Stainfield St Andrews celebrates the rich heritage of this beautiful Queen Anne church, built on the site of an early12th century Benedictine nunnery, now medieval parkland in the Lincolnshire Limewoods.
The medieval settlement of Apley was a hamlet established by the late 11th century. After the foundation of Stainfield Priory in the mid 12th century the settlement was granted to the nunnery and managed as a monastic manor. Documentary references to a priest at Apley occur from the early 13th century onwards.
The population of the settlement, which remained low throughout the medieval period, declined after the Dissolution when 'Apley Grange' was granted, with the rest of the Stainfield Priory estate, to Sir Robert Tyrwhitt, who enclosed large areas of land for sheep pasture. The remains of the medieval settlement of Apley and the surviving parts of its open fields are visible as earthworks with associated buried remains.

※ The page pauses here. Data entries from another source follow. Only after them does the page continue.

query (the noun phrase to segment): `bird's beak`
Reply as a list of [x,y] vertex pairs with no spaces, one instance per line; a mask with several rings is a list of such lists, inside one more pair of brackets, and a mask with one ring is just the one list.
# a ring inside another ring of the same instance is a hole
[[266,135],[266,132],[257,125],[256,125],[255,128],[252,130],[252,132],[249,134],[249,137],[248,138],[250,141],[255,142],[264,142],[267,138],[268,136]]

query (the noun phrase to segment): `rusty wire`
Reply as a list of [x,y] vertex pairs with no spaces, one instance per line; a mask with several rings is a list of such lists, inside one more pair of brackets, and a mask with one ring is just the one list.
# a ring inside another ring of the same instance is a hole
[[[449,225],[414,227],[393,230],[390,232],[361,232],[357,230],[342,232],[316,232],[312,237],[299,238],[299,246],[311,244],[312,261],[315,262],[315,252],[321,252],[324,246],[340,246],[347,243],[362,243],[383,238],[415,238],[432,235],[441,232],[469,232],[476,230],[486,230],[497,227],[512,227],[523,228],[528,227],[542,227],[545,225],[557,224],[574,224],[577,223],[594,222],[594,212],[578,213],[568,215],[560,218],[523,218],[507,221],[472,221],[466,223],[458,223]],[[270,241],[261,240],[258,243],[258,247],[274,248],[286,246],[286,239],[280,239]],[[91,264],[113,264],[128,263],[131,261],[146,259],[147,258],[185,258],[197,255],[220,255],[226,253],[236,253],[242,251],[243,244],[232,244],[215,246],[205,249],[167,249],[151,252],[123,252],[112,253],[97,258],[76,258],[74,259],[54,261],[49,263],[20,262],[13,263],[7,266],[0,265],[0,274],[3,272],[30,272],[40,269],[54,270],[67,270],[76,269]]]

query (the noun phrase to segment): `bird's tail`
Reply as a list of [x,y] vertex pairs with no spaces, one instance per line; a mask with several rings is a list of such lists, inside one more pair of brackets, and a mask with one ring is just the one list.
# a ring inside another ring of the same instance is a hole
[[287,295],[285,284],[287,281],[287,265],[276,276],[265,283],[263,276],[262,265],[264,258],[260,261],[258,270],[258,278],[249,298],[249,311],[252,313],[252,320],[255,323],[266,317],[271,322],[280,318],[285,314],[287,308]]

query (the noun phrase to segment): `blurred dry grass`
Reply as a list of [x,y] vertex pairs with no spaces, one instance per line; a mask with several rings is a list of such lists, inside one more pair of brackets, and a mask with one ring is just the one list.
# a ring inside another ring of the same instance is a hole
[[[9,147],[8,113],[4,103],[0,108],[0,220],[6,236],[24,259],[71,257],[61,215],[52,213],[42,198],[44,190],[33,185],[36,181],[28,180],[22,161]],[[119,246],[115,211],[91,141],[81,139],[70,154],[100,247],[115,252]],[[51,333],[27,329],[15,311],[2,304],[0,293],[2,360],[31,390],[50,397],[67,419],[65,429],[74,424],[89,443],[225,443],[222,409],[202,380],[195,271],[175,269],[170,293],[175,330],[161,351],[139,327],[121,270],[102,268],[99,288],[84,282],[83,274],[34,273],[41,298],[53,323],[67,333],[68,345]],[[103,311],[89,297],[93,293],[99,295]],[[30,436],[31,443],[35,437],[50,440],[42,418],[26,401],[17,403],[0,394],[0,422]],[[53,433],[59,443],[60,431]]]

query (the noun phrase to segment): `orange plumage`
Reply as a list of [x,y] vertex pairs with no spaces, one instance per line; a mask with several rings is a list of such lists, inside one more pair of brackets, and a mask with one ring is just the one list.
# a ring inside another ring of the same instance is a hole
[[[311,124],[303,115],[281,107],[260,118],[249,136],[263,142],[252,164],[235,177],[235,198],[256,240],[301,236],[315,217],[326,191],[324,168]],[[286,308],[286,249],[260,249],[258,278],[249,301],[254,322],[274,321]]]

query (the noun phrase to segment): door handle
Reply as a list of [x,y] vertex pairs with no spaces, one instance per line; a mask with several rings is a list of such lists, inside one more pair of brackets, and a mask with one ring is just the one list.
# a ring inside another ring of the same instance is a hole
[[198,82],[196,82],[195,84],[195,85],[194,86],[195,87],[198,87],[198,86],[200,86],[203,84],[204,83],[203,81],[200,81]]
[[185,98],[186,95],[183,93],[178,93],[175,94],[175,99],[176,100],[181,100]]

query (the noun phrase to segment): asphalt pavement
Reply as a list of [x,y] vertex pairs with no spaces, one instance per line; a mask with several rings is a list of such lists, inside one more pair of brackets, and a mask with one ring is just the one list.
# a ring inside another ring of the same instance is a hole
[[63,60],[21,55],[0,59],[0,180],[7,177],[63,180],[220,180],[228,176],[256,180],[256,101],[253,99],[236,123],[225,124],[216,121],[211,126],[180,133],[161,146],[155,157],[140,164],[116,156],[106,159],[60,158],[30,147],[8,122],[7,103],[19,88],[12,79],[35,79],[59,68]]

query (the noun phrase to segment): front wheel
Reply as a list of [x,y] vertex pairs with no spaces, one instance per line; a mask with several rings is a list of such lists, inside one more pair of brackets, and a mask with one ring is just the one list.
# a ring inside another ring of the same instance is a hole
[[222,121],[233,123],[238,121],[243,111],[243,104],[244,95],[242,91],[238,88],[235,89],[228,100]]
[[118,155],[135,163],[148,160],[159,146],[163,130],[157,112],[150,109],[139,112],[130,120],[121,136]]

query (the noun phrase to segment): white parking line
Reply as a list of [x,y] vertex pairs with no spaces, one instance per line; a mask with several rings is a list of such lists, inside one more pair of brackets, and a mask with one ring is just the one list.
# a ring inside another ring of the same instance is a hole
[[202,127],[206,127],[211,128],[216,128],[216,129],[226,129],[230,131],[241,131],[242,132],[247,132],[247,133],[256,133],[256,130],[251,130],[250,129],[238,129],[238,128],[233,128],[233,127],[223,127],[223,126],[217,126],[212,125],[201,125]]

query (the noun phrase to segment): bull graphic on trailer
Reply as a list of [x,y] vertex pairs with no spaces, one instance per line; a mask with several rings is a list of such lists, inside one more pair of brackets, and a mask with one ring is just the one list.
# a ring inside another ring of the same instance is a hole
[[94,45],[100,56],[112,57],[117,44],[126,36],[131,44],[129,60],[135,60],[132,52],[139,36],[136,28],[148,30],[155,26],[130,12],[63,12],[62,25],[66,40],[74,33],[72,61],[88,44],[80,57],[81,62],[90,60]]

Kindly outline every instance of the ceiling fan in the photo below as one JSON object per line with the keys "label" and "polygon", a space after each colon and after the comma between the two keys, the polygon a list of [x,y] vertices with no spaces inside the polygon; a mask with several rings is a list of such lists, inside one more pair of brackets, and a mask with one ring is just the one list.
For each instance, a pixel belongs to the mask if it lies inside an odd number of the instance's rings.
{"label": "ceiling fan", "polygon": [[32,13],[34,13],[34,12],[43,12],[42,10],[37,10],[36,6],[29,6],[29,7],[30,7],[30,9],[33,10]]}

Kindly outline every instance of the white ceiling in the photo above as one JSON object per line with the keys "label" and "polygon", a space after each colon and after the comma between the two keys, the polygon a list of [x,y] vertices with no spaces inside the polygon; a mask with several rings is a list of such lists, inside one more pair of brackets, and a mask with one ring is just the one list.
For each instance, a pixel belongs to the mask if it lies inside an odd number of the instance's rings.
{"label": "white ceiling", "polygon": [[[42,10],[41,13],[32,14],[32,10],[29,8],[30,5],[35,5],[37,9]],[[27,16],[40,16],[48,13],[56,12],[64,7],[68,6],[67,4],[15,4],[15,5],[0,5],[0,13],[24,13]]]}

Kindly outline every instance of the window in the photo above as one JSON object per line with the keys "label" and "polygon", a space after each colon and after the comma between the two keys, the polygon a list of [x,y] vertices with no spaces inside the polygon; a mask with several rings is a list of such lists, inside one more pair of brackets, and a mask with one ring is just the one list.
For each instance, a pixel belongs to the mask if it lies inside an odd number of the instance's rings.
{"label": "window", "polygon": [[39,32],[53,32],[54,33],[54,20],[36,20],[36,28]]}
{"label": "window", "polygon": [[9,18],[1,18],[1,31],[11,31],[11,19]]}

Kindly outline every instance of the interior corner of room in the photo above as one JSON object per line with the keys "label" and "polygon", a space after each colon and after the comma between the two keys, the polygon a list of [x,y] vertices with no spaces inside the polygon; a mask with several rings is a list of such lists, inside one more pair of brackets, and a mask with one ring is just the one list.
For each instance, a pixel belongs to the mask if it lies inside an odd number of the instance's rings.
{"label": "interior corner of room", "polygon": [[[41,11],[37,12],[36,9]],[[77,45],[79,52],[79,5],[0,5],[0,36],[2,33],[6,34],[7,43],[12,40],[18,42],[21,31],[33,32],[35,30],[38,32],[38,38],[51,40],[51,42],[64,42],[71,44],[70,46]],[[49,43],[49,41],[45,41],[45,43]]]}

Only four marriages have been held in the church in living memory, the first featured on local TV in July 1992 and the latest was in February 2009.
The interior is kept in excellent condition, it has a small skeleton pulpit and a plain wooden lectern. The font, standing on a plain dark wooden plinth, is one of a small number of miniature replicas of the font of St Mary Magdalene, Oxford. Made in the late 19th century it has survived the years well apart from a cracked lid.